Esses déficits de área de superfície foram mais notáveis em pacientes adolescentes com episódio recorrente. A menor área de superfície no TDM adolescente pode ser um indício de maturação cortical atrasada, especificamente um atraso na expansão cortical que normalmente ocorre até cerca dos 12 anos de idade. Algumas regiões com anormalidades de área de superfície, como o COF medial e o Giro frontal superior, amadurecem ao longo de um período mais extenso durante a adolescência.

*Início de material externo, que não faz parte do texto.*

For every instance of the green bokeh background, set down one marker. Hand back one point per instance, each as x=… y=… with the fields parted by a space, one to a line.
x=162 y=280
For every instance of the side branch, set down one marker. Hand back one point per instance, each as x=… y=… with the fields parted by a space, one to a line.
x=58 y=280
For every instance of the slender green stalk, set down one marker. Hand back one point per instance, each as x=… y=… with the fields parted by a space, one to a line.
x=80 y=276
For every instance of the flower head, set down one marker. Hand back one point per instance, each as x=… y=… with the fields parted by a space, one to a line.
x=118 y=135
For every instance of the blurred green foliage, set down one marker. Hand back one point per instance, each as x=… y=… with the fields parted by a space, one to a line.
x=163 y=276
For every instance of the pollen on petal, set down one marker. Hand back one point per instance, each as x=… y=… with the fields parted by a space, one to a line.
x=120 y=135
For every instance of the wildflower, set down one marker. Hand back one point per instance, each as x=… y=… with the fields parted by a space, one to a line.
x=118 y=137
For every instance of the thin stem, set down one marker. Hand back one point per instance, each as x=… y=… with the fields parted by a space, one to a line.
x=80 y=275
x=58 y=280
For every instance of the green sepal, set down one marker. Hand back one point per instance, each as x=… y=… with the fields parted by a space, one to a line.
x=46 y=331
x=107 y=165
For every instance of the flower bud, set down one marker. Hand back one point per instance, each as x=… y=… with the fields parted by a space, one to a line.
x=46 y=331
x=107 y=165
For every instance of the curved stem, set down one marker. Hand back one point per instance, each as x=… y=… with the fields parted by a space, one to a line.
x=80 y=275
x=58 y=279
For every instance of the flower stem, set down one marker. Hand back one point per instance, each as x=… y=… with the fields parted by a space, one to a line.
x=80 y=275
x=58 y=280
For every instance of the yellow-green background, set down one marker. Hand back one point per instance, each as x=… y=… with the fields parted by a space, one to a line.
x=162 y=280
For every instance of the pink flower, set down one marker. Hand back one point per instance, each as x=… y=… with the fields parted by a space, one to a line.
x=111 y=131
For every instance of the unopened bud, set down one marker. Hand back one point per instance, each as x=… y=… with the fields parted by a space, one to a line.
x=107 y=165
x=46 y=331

Embora os déficits de área de superfície não fossem evidentes em pacientes adultos com TDM de início precoce, o que poderia indicar uma normalização com a transição para a idade adulta, foram observadas associações negativas fracas entre a gravidade dos sintomas depressivos (BDI-II) e a área de superfície de certas regiões nos adultos.

Implicações e Conclusão

Os resultados globais indicam que a estrutura cortical é anormal em diversas regiões cerebrais tanto em adultos quanto em adolescentes com TDM. O COF medial é consistentemente implicado em todas as análises em adultos, adolescentes e correlações clínicas, reforçando seu papel proeminente hipotetizado na depressão ao longo da vida.

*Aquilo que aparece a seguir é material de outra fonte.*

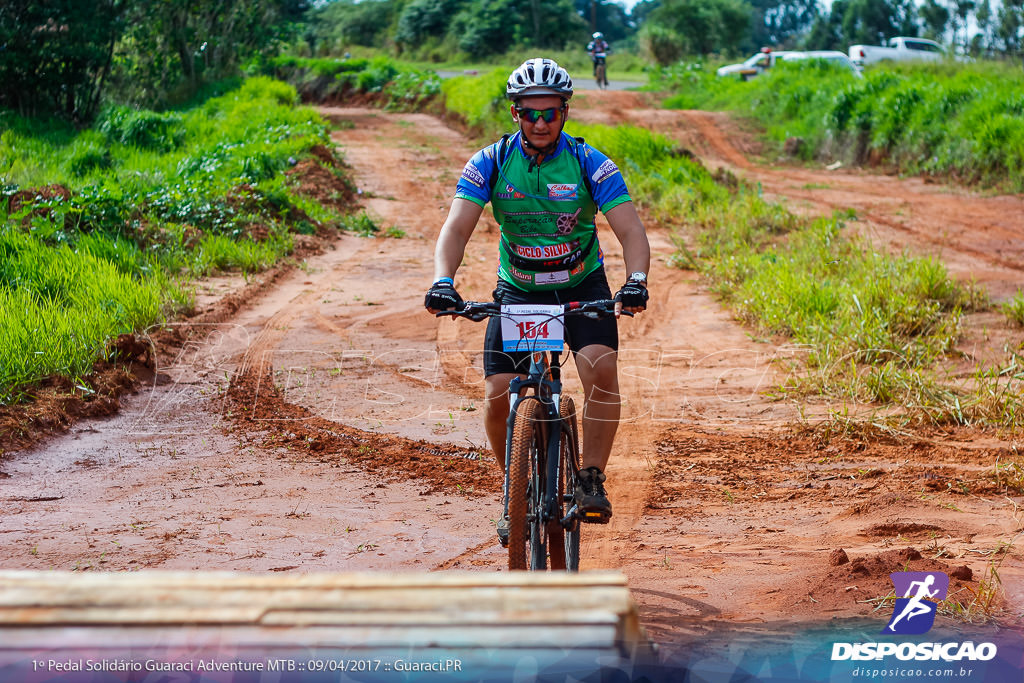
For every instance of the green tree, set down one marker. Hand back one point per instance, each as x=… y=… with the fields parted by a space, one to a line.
x=349 y=23
x=705 y=27
x=935 y=17
x=962 y=10
x=826 y=34
x=983 y=39
x=422 y=19
x=1009 y=26
x=781 y=23
x=607 y=16
x=181 y=43
x=55 y=55
x=873 y=22
x=488 y=28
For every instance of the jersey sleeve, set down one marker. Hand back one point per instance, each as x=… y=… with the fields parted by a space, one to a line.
x=605 y=179
x=474 y=183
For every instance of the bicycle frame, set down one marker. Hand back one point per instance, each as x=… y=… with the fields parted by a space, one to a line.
x=544 y=378
x=553 y=444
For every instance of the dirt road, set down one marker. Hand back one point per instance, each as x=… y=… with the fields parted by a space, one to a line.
x=351 y=437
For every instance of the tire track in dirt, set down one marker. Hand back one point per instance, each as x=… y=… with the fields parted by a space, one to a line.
x=979 y=238
x=720 y=513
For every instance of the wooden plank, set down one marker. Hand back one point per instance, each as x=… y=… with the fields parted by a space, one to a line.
x=452 y=609
x=121 y=638
x=220 y=580
x=449 y=599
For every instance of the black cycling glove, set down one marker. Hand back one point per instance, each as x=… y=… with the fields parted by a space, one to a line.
x=633 y=295
x=441 y=296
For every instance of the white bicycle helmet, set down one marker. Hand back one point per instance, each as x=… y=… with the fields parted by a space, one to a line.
x=539 y=77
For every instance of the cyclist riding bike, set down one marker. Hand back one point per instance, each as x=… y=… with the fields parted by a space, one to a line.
x=598 y=50
x=546 y=188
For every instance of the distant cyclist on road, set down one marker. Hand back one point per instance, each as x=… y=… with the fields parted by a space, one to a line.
x=546 y=188
x=598 y=50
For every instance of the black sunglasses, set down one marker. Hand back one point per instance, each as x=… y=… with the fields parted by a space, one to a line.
x=531 y=116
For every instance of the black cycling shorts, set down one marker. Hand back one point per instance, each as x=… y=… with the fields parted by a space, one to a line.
x=580 y=331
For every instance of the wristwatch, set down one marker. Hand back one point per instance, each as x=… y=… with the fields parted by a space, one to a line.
x=638 y=276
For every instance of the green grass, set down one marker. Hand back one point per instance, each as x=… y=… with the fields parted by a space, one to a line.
x=1014 y=309
x=956 y=120
x=399 y=85
x=59 y=306
x=101 y=228
x=877 y=329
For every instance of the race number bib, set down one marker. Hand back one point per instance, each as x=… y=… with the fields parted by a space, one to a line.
x=531 y=328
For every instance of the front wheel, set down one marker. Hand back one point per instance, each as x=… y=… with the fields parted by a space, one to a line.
x=525 y=542
x=564 y=542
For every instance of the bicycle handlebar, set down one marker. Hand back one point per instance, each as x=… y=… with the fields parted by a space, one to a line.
x=477 y=310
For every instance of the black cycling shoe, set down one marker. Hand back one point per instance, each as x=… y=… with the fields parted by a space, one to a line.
x=503 y=531
x=591 y=498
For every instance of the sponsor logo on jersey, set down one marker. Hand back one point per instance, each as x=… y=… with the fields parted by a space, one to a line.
x=519 y=274
x=472 y=174
x=547 y=251
x=561 y=191
x=604 y=171
x=511 y=194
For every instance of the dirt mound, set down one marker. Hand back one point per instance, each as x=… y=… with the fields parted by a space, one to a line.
x=321 y=179
x=864 y=581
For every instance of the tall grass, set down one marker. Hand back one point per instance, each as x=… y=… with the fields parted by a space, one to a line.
x=59 y=306
x=878 y=328
x=945 y=119
x=399 y=85
x=99 y=228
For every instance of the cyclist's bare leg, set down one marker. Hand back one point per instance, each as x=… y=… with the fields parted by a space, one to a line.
x=599 y=374
x=496 y=412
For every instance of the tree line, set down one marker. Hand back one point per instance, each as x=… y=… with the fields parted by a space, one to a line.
x=65 y=56
x=665 y=30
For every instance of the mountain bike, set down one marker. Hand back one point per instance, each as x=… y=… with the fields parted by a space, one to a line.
x=542 y=447
x=600 y=74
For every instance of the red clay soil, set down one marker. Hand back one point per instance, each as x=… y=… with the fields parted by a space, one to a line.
x=325 y=422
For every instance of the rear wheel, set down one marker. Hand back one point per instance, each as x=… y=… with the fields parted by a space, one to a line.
x=564 y=543
x=524 y=532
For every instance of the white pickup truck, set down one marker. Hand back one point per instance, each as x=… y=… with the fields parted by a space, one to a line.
x=899 y=49
x=756 y=66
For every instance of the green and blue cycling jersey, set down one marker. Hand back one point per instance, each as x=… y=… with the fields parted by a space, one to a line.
x=546 y=211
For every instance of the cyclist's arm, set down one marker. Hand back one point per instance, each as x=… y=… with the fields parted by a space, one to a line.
x=455 y=236
x=631 y=233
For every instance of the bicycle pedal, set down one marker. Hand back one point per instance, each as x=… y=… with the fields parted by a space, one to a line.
x=595 y=516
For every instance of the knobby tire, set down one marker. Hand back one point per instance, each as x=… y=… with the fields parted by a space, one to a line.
x=563 y=544
x=522 y=463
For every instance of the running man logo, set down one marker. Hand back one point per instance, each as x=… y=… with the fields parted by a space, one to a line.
x=922 y=591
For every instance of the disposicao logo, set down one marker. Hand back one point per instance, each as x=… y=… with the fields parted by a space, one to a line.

A diferença nos achados (afinamento cortical em adultos versus déficits na área de superfície em adolescentes) sugere que o TDM pode impactar a estrutura cerebral de maneira altamente dinâmica, com padrões de alterações distintos em diferentes fases da vida. As medidas de espessura cortical e área de superfície representam características morfométricas distintas do córtex, que podem ser afetadas de forma diferente pela depressão em várias fases da vida.

Estudos longitudinais futuros são essenciais para investigar essas mudanças dinâmicas nas regiões corticais e correlacioná-las com perfis de sintomas, desfechos e respostas ao tratamento no TDM.

Referência:

Schmaal L, Hibar DP, Sämann PG, Hall GB, Baune BT, Jahanshad N, et al. Cortical abnormalities in adults and adolescents with major depression based on brain scans from 20 cohorts worldwide in the ENIGMA Major Depressive Disorder Working Group. Mol Psychiatry. 2017;22(6):900-909.